Google DeepMind has launched Gemini Robotics 1.5, a new vision-language-action (VLA) model designed to help robots perform complex, multi-step tasks with greater autonomy and transparency.
The release includes two complementary models: Gemini Robotics 1.5 and Gemini Robotics-ER 1.5. The former is DeepMind’s most advanced VLA system to date, capable of turning visual input and instructions into motor commands.
Unlike previous generations, it generates reasoning steps before acting, allowing robots to explain their decision-making processes and adapt more effectively to new environments.
Gemini Robotics-ER 1.5, meanwhile, is positioned as an embodied reasoning model. Acting as a high-level “orchestrator”, it is able to plan, make logical decisions, and natively call digital tools such as Google Search to gather information.
According to DeepMind, the model has achieved state-of-the-art results across 15 embodied reasoning benchmarks, including ERQA, Point-Bench and RoboSpatial-VQA.
Together, the two models are intended to work in an agentic framework. Gemini Robotics-ER 1.5 generates high-level plans and instructions, while Gemini Robotics 1.5 executes them by translating language and vision into physical actions.
This cooperation is designed to improve robots’ ability to generalize across longer tasks and more diverse environments.
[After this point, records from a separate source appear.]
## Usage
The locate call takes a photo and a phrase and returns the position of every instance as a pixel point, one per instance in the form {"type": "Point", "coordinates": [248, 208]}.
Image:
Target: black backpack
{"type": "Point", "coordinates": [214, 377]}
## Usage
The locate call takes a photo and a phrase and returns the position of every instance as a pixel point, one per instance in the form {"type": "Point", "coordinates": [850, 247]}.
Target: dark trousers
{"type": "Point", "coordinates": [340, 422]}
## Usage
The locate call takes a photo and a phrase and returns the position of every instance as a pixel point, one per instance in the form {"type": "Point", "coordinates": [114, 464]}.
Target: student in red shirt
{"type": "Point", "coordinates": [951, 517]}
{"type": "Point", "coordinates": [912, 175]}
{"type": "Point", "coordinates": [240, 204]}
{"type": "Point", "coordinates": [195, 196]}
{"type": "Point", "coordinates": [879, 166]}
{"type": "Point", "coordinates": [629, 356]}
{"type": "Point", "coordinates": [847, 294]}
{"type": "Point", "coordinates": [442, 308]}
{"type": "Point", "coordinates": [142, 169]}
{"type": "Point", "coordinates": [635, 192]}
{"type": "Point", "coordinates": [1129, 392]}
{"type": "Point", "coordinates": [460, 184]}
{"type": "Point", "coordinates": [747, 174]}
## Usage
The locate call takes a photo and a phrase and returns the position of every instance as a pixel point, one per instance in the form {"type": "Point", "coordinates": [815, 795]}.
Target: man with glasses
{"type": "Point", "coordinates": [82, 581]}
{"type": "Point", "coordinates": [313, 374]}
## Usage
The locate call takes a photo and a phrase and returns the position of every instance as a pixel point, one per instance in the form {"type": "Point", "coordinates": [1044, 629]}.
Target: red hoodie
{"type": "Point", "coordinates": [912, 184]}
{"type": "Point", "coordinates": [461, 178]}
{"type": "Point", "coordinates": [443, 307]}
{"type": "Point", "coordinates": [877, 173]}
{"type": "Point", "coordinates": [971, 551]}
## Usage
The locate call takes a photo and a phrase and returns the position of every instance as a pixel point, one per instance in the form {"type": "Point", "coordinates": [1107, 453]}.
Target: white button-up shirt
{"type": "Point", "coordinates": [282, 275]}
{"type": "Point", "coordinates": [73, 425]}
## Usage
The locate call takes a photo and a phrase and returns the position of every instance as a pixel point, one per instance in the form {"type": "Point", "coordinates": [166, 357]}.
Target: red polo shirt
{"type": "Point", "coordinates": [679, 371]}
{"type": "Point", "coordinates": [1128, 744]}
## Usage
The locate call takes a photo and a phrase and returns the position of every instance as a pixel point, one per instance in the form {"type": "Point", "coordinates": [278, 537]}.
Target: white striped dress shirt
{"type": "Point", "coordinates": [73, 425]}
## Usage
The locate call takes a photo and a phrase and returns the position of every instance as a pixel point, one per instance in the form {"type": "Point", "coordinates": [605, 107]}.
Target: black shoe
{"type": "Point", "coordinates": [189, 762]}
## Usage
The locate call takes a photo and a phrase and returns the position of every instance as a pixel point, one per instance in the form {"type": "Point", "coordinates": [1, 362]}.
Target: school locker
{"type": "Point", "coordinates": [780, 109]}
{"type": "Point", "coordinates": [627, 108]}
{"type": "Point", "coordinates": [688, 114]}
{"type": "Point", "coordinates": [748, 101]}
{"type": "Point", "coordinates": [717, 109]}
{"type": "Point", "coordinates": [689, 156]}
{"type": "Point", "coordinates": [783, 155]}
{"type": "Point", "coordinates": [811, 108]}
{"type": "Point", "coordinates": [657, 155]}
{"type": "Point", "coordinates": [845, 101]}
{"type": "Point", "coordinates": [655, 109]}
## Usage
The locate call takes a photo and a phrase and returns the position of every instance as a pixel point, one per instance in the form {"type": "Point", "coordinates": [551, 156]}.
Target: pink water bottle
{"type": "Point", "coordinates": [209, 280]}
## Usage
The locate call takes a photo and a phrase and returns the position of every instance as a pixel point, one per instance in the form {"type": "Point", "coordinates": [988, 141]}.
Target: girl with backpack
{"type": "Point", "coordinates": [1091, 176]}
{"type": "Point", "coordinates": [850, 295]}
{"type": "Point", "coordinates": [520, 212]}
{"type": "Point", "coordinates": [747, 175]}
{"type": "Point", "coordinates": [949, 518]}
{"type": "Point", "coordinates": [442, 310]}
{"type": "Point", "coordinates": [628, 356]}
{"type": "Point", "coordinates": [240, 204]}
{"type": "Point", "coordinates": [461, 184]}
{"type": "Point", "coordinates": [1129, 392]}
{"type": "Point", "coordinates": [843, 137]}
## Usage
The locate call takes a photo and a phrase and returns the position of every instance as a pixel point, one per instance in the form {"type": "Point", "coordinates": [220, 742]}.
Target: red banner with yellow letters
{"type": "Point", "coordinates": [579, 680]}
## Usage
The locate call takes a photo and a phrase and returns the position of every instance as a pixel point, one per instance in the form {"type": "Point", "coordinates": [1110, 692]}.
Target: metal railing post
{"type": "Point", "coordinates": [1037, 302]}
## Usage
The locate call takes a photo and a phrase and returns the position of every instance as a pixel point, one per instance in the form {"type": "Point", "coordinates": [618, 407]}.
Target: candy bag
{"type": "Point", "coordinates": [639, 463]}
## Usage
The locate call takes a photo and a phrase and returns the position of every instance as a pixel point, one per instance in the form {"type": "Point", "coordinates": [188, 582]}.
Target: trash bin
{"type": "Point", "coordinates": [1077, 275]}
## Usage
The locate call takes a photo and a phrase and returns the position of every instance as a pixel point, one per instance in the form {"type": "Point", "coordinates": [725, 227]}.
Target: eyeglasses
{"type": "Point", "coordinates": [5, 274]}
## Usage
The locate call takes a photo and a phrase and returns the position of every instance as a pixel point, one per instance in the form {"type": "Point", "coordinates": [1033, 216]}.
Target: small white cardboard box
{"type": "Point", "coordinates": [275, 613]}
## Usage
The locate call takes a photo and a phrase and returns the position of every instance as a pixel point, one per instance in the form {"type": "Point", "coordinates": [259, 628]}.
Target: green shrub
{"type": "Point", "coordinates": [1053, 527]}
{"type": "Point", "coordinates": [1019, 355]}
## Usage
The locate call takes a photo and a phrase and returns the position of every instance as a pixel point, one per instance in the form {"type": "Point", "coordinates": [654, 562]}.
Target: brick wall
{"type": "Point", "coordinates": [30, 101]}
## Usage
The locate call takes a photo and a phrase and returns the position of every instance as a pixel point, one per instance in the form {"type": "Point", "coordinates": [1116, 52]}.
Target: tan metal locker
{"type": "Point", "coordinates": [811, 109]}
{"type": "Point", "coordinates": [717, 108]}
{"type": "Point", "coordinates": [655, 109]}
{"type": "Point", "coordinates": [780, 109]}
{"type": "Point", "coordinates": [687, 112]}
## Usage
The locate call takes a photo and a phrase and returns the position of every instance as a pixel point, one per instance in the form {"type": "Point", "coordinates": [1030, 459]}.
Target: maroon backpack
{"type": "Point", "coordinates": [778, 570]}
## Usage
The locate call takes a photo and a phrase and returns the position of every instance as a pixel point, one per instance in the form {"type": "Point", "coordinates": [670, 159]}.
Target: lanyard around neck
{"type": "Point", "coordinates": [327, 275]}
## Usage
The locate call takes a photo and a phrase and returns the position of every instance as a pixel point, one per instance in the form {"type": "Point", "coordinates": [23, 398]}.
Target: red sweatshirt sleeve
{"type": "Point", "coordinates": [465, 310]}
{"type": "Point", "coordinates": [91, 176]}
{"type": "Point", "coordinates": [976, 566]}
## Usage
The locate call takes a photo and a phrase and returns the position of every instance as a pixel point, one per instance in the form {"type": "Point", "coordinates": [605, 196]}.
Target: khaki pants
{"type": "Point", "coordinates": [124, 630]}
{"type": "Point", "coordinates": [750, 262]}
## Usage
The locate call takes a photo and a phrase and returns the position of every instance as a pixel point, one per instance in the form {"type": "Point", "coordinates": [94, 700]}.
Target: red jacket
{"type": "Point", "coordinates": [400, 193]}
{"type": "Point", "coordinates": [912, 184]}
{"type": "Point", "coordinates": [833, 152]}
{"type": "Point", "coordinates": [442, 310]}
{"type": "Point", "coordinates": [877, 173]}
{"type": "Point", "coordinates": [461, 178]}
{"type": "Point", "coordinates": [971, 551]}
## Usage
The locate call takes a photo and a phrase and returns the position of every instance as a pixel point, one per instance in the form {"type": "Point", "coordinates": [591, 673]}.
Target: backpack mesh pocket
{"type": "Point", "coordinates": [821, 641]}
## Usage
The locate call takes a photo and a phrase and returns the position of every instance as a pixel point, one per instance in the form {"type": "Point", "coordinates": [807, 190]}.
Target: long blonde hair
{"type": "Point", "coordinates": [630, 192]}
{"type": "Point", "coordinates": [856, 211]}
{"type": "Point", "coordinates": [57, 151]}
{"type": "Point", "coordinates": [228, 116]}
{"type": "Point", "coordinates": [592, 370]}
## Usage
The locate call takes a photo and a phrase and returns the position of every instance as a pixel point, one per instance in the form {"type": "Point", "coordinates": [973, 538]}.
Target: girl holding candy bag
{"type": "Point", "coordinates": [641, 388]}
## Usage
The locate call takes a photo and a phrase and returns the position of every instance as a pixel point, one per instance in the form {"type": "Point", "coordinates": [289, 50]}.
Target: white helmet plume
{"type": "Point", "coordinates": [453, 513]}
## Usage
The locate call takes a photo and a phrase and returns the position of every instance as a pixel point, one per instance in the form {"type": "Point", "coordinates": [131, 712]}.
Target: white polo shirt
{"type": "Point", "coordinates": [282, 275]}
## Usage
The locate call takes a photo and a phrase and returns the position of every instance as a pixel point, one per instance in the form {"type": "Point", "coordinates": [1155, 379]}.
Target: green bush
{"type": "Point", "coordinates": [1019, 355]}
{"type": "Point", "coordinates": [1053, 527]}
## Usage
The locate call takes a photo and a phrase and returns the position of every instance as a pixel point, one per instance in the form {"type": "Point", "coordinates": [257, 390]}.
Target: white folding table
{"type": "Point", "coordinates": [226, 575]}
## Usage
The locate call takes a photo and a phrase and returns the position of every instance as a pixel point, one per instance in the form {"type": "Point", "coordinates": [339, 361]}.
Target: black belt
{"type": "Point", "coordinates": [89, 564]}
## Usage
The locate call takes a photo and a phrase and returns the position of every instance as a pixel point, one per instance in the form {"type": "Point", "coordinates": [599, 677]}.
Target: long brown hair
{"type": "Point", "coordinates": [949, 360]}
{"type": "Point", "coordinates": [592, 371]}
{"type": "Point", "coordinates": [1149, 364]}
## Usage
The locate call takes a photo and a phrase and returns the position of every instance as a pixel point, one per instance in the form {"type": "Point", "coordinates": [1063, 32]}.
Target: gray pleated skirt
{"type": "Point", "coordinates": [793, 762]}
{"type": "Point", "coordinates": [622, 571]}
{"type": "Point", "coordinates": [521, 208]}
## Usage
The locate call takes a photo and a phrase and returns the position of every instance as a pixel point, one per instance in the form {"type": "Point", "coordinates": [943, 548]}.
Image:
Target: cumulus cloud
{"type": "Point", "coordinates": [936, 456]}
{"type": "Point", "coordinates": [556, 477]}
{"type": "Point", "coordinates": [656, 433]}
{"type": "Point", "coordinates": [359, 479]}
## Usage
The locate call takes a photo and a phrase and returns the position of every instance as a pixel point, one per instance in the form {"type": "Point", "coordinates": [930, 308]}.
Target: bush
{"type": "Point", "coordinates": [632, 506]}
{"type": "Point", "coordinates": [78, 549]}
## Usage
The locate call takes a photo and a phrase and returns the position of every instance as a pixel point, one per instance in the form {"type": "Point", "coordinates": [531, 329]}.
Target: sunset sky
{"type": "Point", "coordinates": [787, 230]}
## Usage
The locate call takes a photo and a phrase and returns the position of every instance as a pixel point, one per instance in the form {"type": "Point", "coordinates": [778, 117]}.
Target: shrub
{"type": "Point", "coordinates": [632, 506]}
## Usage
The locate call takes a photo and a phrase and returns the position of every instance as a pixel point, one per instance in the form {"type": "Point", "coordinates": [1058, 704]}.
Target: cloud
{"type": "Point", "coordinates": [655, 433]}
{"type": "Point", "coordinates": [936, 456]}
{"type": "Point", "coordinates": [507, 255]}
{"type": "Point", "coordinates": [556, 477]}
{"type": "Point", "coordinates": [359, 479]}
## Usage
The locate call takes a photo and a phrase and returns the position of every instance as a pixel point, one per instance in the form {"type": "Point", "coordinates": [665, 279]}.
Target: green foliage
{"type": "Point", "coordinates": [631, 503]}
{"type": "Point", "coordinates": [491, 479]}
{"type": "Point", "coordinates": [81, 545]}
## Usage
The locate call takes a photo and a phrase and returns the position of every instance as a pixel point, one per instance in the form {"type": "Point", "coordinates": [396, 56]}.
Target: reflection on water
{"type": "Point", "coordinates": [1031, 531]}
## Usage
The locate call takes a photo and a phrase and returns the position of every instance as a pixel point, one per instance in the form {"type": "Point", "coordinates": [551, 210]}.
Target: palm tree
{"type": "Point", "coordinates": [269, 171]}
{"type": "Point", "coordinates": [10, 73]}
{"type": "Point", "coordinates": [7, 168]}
DeepMind highlighted several new capabilities enabled by Gemini Robotics 1.5. The system is able to “think before acting”, breaking down long tasks into smaller, more manageable segments.
It also demonstrates cross-embodiment learning, transferring skills learned on one robot to others with different form factors, such as from Aloha 2 to Apptronik’s Apollo humanoid or a dual-arm Franka robot.
The company emphasized the importance of safety in developing embodied AI. It said Gemini Robotics 1.5 incorporates high-level semantic reasoning for safety, alignment with Gemini’s existing safety policies, and low-level collision-avoidance subsystems.
DeepMind has also updated its Asimov benchmark for evaluating semantic safety, noting that Gemini Robotics-ER 1.5 achieved state-of-the-art performance in internal testing.
DeepMind framed the launch as a milestone toward building general-purpose robots capable of reasoning, planning and tool use.
By moving beyond reactive systems, the company said, the Gemini Robotics line represents a step toward solving artificial general intelligence (AGI) in the physical world.
Gemini Robotics-ER 1.5 is now available to developers through the Gemini API in Google AI Studio. Gemini Robotics 1.5 is being offered initially to select partners.